Me. Der. That really goes without saying. Elliot managed to spend a night away from rehab, with me and now I'm a fucktard or possibly an emotard but most certainly some kind of tard. This morning he woke up before me and popped out to the kitchen and came back with cups of tea which was of course lovely. The whole thing was lovely from start to finish and this is why I'm now having problems.

He's too lovely. So lovely that when he goes away instead of spending the rest of the day thinking that was great I have a tendency to sit on the floor and notice how the air in my room seems thinner now. I have an overwhelming need to peer into the future and find out what happens. I'm done with patience and understanding. Is this man going to stay on his feet in this world?
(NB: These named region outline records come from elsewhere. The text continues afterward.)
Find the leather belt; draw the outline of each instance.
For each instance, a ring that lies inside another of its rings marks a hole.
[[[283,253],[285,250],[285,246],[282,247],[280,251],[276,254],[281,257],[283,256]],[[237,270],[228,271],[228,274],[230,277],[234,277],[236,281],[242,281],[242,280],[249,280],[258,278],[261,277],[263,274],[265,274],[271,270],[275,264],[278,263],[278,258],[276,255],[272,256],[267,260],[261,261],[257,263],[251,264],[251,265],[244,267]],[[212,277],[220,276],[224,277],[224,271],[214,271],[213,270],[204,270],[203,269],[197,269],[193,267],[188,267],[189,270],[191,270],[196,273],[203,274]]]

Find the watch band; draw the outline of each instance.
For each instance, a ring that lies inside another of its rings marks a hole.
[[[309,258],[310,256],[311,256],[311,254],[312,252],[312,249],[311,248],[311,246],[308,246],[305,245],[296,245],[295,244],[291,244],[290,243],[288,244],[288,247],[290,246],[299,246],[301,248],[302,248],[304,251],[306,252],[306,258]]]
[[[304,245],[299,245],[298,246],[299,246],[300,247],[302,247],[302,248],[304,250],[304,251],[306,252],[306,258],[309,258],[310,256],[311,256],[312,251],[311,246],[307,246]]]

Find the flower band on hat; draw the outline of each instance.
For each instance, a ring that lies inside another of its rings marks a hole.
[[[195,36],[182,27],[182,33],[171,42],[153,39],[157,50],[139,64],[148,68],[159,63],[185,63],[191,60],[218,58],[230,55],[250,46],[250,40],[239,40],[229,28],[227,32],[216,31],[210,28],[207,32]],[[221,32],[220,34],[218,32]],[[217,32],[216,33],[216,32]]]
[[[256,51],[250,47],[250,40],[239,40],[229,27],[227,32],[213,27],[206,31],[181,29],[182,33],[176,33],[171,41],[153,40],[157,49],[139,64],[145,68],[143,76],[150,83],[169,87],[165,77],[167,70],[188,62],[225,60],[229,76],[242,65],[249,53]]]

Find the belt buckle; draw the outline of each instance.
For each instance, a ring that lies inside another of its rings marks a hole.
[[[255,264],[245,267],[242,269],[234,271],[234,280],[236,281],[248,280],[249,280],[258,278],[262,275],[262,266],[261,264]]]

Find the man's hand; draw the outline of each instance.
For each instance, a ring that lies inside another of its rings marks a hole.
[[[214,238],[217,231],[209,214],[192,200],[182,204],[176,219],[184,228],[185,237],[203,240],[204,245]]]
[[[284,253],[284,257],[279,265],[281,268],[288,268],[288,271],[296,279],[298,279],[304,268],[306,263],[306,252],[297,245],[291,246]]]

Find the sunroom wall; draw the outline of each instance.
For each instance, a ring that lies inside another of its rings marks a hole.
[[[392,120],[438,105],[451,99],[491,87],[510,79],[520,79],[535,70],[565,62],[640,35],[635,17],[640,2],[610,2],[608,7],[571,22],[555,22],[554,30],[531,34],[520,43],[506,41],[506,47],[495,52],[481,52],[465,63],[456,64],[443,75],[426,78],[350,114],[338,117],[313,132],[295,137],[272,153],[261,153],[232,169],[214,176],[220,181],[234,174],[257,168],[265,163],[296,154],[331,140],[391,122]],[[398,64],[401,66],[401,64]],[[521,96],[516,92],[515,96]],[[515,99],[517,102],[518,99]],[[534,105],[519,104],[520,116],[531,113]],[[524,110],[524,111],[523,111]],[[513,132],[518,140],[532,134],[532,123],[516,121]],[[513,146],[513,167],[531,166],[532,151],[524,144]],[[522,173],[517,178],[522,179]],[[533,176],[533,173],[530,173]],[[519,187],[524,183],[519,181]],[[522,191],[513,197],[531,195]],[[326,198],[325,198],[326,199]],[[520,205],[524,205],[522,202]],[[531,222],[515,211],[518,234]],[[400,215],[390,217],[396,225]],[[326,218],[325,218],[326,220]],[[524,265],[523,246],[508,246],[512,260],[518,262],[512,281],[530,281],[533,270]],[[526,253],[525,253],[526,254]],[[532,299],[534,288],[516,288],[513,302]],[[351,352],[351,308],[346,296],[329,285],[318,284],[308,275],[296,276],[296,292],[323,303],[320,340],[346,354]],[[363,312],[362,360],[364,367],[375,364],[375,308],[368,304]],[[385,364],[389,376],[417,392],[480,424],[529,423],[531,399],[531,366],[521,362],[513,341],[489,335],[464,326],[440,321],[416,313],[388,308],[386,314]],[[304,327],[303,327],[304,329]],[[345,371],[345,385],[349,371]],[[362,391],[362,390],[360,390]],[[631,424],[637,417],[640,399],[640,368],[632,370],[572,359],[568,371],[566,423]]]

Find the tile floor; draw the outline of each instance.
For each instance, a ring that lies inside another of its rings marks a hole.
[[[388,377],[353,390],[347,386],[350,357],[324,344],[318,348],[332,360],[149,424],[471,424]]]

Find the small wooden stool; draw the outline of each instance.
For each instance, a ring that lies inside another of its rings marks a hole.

Is he going to walk out of rehab and down the street and bump into someone amazing and marry her? Am I going to end up crying, the wedding invitation in my hands?

What possible courses of action are there, cause I'm nothing if not a woman of action. I don't think there are any unless I can somehow hire a team of invisible people to.... To do what? Fast forward time to where he is living in a normal house and... and what? Oh for fuck's sake this is all getting highly irritating maybe I should just murder him and solve the whole situation once and for all. I could ask Creamboy for some tips on undetectable murdering techniques (this is because he is a Dr Creamboy and not because he is a murdering Creamboy). Or I could race down the street and grab any man and marry him and then Elliot would get my wedding invitation and then he would die of some sort of something and everything would be great. I could try and turn into a lesbian and then I could marry Gemma (if she was also a lesbian) and then Elliot would die and everything would be great. Or I could marry Jesus and get bad shoes and be a nun or I could go and live in Siberia and die slowly from parts of me freezing and then going black and squishy and squishing off. Or how about plan F? Yes. Hang on let me do that one.

Ok its done. I'm meeting Mr X in the pub tomorrow night, that ought to do it at least for a day or two.

Comments

Gemnastics said…
...or whatever the equivalent is that lesbians are allowed to do.
Anonymous said…
Sounds like a dance of thoughts is rehearsing inside your mind - I never say no to cups being brought to me in the morning or long straws to the coffee jug for that matter.

xox rups
DS said…
G: Oh yes. I forgot about John Ftard Howard's ridiculous stance on that one.
R: If only the thoughts were dancing, I think they are marching rather than dancing. Marching straight to doom! Doom! I am doomed! That's really fun to say. I recommend yelling three times loudly I am doomed! Sure to put a smile on your dial.
Anonymous said…
DOOOOMED! Ah yes, I see what you mean.